Hattie smiled gently. “We knew more than that. We knew what would happen. Henry said that someday the spirits in that old mine would reach out and herd you toward the truth. We all hoped it would be a time when you might be able to understand.”

“For my sake?”

“Ours, too. Hell, wasn’t any of us looking forward to what would happen if everything came to light. Some pretty dark doings.”

“But you had nothing to do with them, Hattie.”

“Wasn’t by design. I was fully prepared to end that woman’s existence. Your father just got there ahead of me. Ahead of us all. We were all guilty of intent.”

She reached out and took his hands in her own, which were old but strong yet.

“Corkie, what are you going to do?”

“I have to tell them, Hattie.”

“Why?”

“Because it’s what happened.

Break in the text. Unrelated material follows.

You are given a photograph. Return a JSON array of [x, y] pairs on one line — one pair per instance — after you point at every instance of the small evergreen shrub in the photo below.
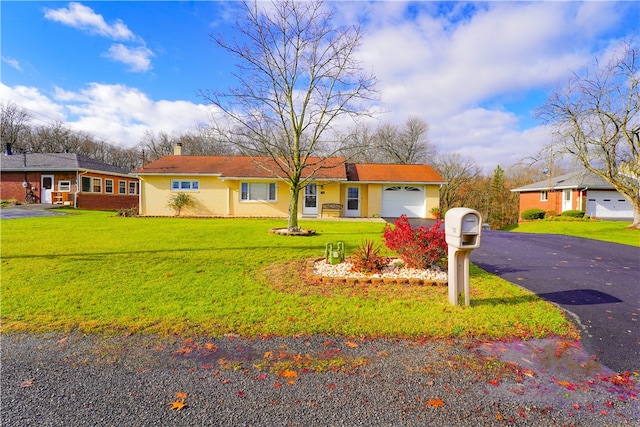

Because it’s the truth.”

She shook her head in mild disapproval. “You’re so like your father. Except that everything he knew he took with him to his grave.”

“He didn’t die a happy man, Hattie.”

“Maybe not. But he died a good man. The whites back then, they wouldn’t have understood. The whites now, I don’t know.” She paused, and her dark, careworn eyes seemed to pierce him. “Do you understand, Corkie?”

He knew what she was asking. He thought about the men and women involved in bringing an end to the butchery of Indigo Broom and Monique Cavanaugh. He’d known them his whole life, known them as good people. The Vanishings had driven them to actions that most good people would have seen as unthinkable; yet he believed this hadn’t changed who they were at heart. Max Cavanaugh probably had it right. Sometimes, for the greater good, you chose to do harm and hope that you could find your way to forgiveness. His mother and Sam Winter Moon and Henry Meloux and Hattie Stillday and the others, they’d found that way, and for the rest of their lives had chosen to feed a different wolf. His father had died too soon, died without coming to terms with what he’d done, with the things he thought too dark for his young son to have to deal with.

“Yeah, Hattie,” he finally replied. “I do.”

“Are you going tell them about Ophelia?”

This was a question Cork had considered long and hard, and there was no easy answer. There was the law, which he’d worked to enforce most of his life. And there was justice, which he believed in deeply. And there was what was right according to his heart. And these were not the same things. Any decision he made would not satisfy them all.

“No,” he said.

“You can live with that, but you can’t live with the truth of what your father did, is that it?”

“I know you don’t understand, Hattie. But I think my father would.”

She let go of his hands, sat back slowly, and Cork couldn’t read the look on her face. “Yesterday, I had a visitor. Isaiah Broom.”

“Broom came here? What did he want?”

“To talk to me about the Vanishings. And about his mother.”

“He knows the truth?”

“Part of it. The part that will help him understand who she was and that she loved him and would never have deserted him. That was important for him to know. And something else, Corkie.”